Note that it may take a few minutes to download checkpoint and data for the first time. Then use `infer` to do sentence-level relation extraction

```python
>>> model.infer({'text': 'He was the son of Máel Dúin mac Máele Fithrich, and grandson of the high king Áed Uaridnach (died 612).', 'h': {'pos': (18, 46)}, 't': {'pos': (78, 91)}})
('father', 0.5108704566955566)
```

You will get the relation result and its confidence score.

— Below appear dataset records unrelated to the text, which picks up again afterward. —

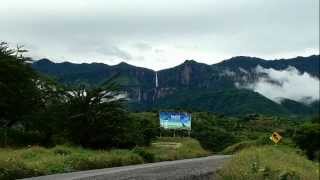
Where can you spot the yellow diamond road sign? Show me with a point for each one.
(275, 137)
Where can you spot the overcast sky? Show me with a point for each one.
(159, 34)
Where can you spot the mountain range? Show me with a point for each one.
(192, 85)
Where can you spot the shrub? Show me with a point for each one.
(147, 156)
(307, 138)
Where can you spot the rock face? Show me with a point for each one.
(147, 88)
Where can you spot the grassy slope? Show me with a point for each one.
(269, 162)
(36, 161)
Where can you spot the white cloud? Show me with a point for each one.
(288, 83)
(207, 30)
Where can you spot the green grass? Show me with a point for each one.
(269, 162)
(168, 149)
(36, 161)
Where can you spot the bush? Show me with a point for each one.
(307, 138)
(147, 156)
(269, 162)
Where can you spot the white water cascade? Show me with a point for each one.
(157, 82)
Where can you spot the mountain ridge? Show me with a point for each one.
(199, 79)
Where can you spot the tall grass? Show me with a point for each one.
(269, 162)
(36, 161)
(168, 149)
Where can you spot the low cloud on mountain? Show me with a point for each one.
(289, 84)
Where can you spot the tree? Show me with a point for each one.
(19, 95)
(97, 118)
(307, 138)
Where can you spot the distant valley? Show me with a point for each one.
(230, 87)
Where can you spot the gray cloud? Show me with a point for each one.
(209, 30)
(288, 83)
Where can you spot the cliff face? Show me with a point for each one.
(189, 77)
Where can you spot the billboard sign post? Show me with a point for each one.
(175, 120)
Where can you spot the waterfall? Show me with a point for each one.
(157, 83)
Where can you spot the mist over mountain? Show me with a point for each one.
(237, 85)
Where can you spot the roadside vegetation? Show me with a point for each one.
(36, 161)
(38, 116)
(269, 162)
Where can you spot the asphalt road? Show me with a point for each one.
(198, 168)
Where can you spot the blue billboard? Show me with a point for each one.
(175, 120)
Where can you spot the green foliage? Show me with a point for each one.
(169, 148)
(147, 156)
(19, 95)
(100, 117)
(35, 161)
(269, 162)
(307, 138)
(210, 135)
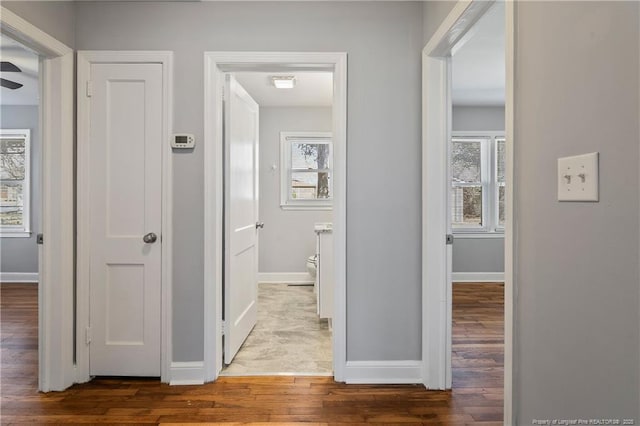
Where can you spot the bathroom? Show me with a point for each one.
(293, 330)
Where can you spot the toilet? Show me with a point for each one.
(312, 265)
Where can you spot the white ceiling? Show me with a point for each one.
(479, 65)
(27, 61)
(312, 88)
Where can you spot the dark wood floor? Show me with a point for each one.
(476, 397)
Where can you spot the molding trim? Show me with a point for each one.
(55, 296)
(383, 372)
(285, 277)
(19, 277)
(477, 277)
(85, 59)
(187, 373)
(215, 65)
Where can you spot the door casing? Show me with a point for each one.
(56, 257)
(436, 256)
(85, 59)
(216, 64)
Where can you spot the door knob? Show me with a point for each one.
(150, 238)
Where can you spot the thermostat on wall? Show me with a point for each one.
(183, 141)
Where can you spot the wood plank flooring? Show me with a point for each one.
(476, 398)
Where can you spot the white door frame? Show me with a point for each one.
(85, 59)
(436, 125)
(55, 288)
(215, 63)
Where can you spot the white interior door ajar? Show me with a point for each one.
(125, 147)
(241, 216)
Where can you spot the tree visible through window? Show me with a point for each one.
(477, 182)
(14, 181)
(306, 170)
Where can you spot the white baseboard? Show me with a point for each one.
(383, 372)
(19, 277)
(187, 373)
(478, 277)
(285, 277)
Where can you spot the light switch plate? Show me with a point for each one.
(578, 178)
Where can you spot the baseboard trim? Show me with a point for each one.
(383, 372)
(477, 277)
(19, 277)
(285, 277)
(187, 373)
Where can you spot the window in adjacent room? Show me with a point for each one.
(306, 165)
(477, 182)
(14, 182)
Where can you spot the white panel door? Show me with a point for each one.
(125, 182)
(241, 216)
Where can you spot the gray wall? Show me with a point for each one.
(21, 254)
(383, 278)
(56, 18)
(577, 275)
(287, 238)
(478, 254)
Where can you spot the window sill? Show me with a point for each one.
(15, 234)
(473, 235)
(305, 207)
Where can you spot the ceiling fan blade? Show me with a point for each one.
(10, 84)
(8, 67)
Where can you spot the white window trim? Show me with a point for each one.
(285, 172)
(489, 183)
(10, 231)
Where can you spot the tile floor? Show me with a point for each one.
(288, 337)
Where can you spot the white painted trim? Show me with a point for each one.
(436, 132)
(85, 59)
(19, 277)
(55, 296)
(215, 64)
(187, 373)
(285, 277)
(435, 101)
(477, 277)
(383, 372)
(510, 287)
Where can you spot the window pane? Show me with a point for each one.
(466, 206)
(501, 207)
(12, 153)
(465, 161)
(310, 185)
(500, 159)
(310, 155)
(11, 204)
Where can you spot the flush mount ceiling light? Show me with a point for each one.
(284, 81)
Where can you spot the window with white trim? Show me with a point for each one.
(477, 162)
(306, 170)
(15, 162)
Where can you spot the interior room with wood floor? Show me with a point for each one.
(476, 397)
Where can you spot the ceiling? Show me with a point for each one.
(479, 65)
(27, 61)
(312, 88)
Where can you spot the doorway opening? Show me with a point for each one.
(458, 28)
(55, 306)
(291, 330)
(298, 206)
(20, 196)
(477, 203)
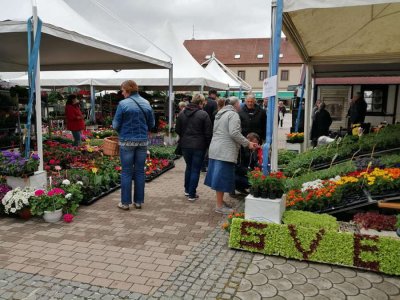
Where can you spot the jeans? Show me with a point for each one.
(194, 160)
(132, 162)
(77, 137)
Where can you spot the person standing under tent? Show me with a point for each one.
(194, 128)
(74, 118)
(223, 152)
(133, 121)
(281, 112)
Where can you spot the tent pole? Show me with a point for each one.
(92, 103)
(38, 105)
(308, 108)
(171, 97)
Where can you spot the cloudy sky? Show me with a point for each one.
(211, 18)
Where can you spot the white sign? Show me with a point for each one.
(270, 86)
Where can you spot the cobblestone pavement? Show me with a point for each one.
(172, 249)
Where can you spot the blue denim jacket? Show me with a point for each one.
(129, 120)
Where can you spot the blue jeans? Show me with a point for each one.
(77, 137)
(194, 160)
(132, 162)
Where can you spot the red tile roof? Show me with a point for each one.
(226, 49)
(359, 80)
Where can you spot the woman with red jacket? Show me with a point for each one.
(74, 118)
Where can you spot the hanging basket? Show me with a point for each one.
(110, 146)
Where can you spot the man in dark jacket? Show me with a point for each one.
(253, 118)
(321, 124)
(194, 128)
(211, 105)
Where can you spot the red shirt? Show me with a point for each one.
(74, 118)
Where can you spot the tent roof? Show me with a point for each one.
(218, 72)
(187, 73)
(358, 37)
(68, 42)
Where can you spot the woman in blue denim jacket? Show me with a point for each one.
(133, 120)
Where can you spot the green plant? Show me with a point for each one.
(285, 156)
(73, 195)
(310, 220)
(47, 201)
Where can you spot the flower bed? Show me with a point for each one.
(318, 244)
(346, 191)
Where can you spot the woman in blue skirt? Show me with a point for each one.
(223, 153)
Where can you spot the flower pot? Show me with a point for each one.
(25, 213)
(52, 216)
(37, 181)
(264, 209)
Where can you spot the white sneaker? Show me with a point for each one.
(223, 210)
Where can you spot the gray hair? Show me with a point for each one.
(198, 99)
(250, 96)
(233, 100)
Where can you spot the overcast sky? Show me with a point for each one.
(211, 18)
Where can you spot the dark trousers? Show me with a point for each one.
(194, 160)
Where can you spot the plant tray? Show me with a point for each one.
(154, 176)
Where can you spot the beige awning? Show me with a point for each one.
(345, 38)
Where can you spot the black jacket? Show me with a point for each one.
(210, 107)
(193, 126)
(253, 121)
(321, 124)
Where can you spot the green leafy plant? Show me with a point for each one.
(310, 220)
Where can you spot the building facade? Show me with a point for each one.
(248, 58)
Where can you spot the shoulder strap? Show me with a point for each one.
(144, 113)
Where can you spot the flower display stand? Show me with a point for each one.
(296, 147)
(37, 181)
(264, 210)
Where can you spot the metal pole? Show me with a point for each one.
(171, 97)
(92, 104)
(38, 106)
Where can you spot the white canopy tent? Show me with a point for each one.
(188, 74)
(224, 74)
(68, 42)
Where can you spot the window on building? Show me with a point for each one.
(242, 74)
(263, 75)
(285, 75)
(376, 98)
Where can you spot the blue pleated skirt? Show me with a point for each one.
(220, 176)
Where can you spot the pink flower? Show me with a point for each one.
(68, 218)
(39, 193)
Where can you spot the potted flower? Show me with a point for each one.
(49, 204)
(266, 201)
(17, 202)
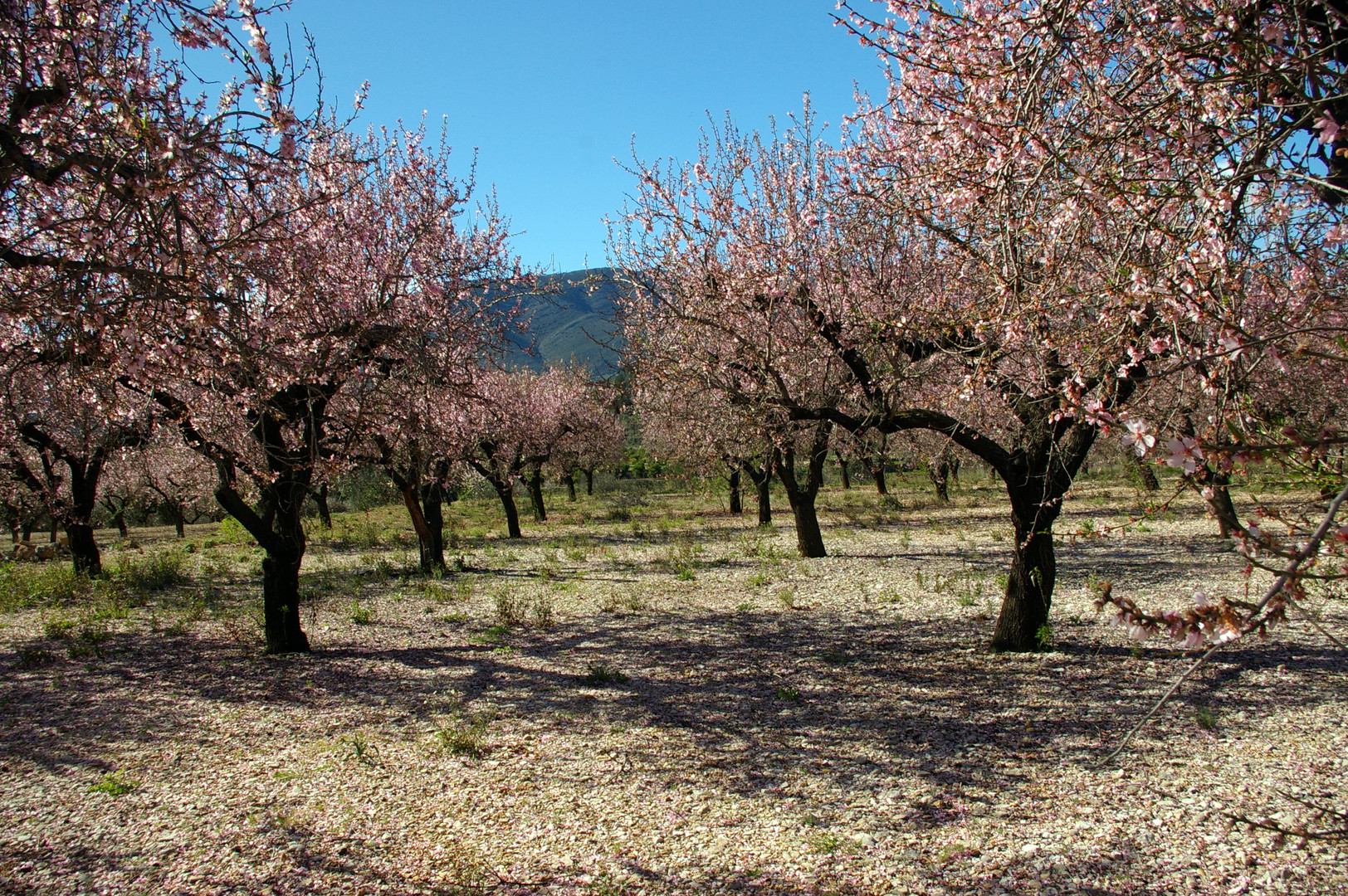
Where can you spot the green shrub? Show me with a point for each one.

If you want to use the model on your GPU, just run 
```python
>>> model = model.cuda()
```
before calling the inference function.

For now, we have the following available models:

* `wiki80_cnn_softmax`: trained on `wiki80` dataset with a CNN encoder.
* `wiki80_bert_softmax`: trained on `wiki80` dataset with a BERT encoder.
* `wiki80_bertentity_softmax`: trained on `wiki80` dataset with a BERT encoder (using entity representation concatenation).
* `tacred_bert_softmax`: trained on `TACRED` dataset with a BERT encoder.
* `tacred_bertentity_softmax`: trained on `TACRED` dataset with a BERT encoder (using entity representation concatenation).

## Datasets 

You can go into the `benchmark` folder and download datasets using our scripts. We also list some of the information about the datasets in [this document](https://opennre-docs.readthedocs.io/en/latest/get_started/benchmark.html#bag-level-relation-extraction). 

## Training

You can train your own models on your own data with OpenNRE. In `example` folder we give example training codes for supervised RE models and bag-level RE models. You can either use our provided datasets or your own datasets. For example, you can use the following script to train a PCNN-ATT bag-level model on the NYT10 dataset with manual test set:
```bash
python example/train_bag_cnn.py \
    --metric auc \
    --dataset nyt10m \
    --batch_size 160 \
    --lr 0.1 \
    --weight_decay 1e-5 \
    --max_epoch 100 \
    --max_length 128 \
    --seed 42 \
    --encoder pcnn \
    --aggr att
```

Or use the following script to train a BERT model on the Wiki80 dataset:
```bash
python example/train_supervised_bert.py \
    --pretrain_path bert-base-uncased \
    --dataset wiki80
```

We provide many options in the example training code and you can check them out for detailed instructions.